I love all of the concepts and controversies surrounding images, their meaning and all of the ways that this involves the way we see the world. It now seems that my academic background running as it has through education, fine art, mass communications and library science has brought me to an interesting juncture in our current electronic evolution. According to James Marcum in his 2002 article Beyond visual culture: The challenge of visual ecology,
Today we live in…a visual culture in which print and graphics, television and telecommunications, videos and movies, and computer displays…convey information of such intensity that it diminishes the dominance of speech and print media. (However)The library profession remains grounded in textual, print media, creating vulnerability amidst a culture increasingly characterized as visual (189).
I know…just what we need, another reason to predict the demise or diminishing role of the library in our society. My love for images, visual information, signs and symbols etc. does not alter my love for the printed word but I do think that Marcum is right in the sense that visual materials are often placed in a second class status within some environments including libraries. “Historically, modern society denigrates the role of the image” (191). It is not that images or visual information are not represented within the conventional library, but the perception at times seems to be that the use visual elements, on the OPAC for example, is seen as dumbing down the system. Particularly in an academic environment, users are expected to be beyond needing “pictures” to get around and therefore less in need of graphic elements to navigate. We desperately need to draw students to our systems but we are often still insisting on raising their levels of perception to print versus images in the way we choose to design our systems. It seems to me, at times, like the internal struggle in dealing with student use of Google. We denigrate it in favor of “real” resources in the library instead of working with students to integrate all sources of information into search strategies. “For the visual ecology to prevail in the world of academe requires providing intellectual access to images” (199).

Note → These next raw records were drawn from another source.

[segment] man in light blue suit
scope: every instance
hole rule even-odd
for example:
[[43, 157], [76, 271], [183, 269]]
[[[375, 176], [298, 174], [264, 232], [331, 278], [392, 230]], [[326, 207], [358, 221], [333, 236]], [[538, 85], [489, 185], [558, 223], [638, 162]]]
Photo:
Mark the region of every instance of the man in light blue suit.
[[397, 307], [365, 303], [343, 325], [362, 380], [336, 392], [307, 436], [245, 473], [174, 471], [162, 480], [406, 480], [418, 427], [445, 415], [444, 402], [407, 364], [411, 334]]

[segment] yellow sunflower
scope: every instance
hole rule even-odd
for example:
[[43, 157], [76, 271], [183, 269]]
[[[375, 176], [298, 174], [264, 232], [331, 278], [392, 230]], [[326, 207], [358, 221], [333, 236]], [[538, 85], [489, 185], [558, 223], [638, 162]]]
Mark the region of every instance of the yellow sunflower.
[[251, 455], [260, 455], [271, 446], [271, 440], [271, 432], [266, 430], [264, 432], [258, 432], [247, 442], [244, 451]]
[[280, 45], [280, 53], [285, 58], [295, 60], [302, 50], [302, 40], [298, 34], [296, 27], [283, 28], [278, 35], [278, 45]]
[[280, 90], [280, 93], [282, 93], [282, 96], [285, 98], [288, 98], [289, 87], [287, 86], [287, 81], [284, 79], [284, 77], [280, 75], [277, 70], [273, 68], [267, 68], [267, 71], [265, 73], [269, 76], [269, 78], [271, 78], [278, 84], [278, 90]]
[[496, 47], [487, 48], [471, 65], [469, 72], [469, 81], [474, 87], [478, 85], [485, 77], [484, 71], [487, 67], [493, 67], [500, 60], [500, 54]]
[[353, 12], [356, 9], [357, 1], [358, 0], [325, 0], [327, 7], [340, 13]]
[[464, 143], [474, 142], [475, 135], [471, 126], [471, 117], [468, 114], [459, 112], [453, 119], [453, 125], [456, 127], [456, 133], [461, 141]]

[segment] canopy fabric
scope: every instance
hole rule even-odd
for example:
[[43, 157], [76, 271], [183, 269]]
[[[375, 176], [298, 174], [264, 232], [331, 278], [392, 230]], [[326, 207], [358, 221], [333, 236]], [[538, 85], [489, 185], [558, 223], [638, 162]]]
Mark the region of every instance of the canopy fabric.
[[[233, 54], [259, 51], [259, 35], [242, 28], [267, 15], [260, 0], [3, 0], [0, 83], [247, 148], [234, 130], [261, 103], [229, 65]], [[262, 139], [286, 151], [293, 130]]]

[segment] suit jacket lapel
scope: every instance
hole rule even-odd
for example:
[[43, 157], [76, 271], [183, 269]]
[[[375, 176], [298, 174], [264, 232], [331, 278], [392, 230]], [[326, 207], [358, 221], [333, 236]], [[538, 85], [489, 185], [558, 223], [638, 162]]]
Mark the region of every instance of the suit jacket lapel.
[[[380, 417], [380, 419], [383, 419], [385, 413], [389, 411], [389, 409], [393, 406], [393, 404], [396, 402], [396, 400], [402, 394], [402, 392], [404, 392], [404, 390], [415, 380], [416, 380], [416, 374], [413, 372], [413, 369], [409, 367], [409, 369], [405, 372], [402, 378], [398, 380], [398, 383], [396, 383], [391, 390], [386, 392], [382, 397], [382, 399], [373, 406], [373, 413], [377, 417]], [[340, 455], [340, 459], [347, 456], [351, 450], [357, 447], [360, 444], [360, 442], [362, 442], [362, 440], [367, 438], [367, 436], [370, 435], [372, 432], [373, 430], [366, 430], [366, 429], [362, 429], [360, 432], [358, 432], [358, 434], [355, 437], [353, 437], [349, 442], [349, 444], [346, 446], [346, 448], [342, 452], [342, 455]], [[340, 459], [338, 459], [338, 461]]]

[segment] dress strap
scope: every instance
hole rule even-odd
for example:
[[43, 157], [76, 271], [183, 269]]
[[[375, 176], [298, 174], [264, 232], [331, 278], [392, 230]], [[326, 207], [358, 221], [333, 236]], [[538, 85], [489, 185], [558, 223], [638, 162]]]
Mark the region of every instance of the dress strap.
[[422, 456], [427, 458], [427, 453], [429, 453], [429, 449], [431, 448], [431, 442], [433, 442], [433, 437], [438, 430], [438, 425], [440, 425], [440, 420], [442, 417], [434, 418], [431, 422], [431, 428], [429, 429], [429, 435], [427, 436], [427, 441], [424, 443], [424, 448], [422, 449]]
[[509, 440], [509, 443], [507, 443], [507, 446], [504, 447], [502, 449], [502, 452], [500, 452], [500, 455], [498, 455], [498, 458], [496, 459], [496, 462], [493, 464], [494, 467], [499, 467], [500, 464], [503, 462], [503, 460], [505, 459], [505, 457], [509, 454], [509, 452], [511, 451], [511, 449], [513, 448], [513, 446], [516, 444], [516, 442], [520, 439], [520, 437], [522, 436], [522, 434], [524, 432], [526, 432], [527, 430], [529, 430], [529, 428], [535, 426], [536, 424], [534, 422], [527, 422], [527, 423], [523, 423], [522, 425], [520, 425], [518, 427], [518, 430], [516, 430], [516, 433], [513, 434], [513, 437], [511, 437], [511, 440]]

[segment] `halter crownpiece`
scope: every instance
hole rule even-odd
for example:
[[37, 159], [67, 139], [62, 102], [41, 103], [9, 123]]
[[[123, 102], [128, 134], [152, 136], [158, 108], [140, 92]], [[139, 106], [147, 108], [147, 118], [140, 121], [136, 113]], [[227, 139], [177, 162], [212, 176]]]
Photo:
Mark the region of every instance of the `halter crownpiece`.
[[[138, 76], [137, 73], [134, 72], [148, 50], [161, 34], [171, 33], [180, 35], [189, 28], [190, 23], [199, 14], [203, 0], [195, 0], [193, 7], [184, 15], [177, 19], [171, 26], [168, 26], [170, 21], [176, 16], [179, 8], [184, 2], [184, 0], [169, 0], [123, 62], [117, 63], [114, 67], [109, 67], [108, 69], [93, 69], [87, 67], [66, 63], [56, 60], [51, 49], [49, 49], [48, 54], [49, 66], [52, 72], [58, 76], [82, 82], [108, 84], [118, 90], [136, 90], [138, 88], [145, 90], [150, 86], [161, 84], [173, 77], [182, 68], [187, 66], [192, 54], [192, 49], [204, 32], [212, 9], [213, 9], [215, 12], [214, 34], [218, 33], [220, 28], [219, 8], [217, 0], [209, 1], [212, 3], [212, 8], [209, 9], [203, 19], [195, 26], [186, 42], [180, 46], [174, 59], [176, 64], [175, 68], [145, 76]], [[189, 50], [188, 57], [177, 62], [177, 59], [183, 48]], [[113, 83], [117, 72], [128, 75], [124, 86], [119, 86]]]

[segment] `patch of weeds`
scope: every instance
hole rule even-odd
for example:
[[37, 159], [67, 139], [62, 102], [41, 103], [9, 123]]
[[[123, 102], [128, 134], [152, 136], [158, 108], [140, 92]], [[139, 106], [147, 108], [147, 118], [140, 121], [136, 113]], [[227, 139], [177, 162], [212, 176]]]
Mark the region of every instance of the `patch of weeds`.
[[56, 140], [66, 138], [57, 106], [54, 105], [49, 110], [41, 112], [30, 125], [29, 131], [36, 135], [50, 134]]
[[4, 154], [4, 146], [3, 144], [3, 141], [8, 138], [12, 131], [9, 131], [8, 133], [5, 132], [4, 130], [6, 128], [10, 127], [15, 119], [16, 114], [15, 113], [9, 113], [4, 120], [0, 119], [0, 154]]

I remember somewhere in my class text the example given of research that shows that the human eye is able to process thumbnail images more quickly than text-based information. This is simply the way we are wired. It only stands to reason that information retrieval systems that are more visually oriented will be more user friendly. Hence the GUI (graphic user interface). This also makes me think of Steve Krug’s book Don”t make me think: A common sense approach to web usability. It does not improve our standing within our culture if we, as librarians, let the bias against visual navigation and representation within our systems affect how we design access to our digital or electronic resources. “The idolization of language and the reduction of cognition to a processing of codes and symbols – mathematical and textual – have marginalized the study of the image” (192).
Edward Tufte, The Visual Display of Quantitative Information, is another author who comes to mind who has done much in elevating the ability of visual design or images used to represent quantitative data and to represent information in a way that is more immediately grasped by the human mind. As Marcum goes on to state,
Information must be simplified and managed into presentations that have meaning in order to fully utilize and comprehend the vast reservoirs of scientific, business, and public data that are accumulating, and a growing number of researchers are using visualization to analyze and present their data better (196)…It requires but little reflection to determine that librarians cannot leave these skills and techniques to others without jeopardizing the future of the profession (198). The rise of the digital library is an important step in the development of the library as a cultural resource. The effort remains focused overmuch, however, on text and the digitization of text for greater access. The greater challenge is to visualize the total culture, the visual ecology, in order to select wisely what should be preserved for posterity (201).
Marcum, James W. 2002. Beyond visual culture: The challenge of visual ecology. portal: Libraries and the Academy 2(2): 189-206.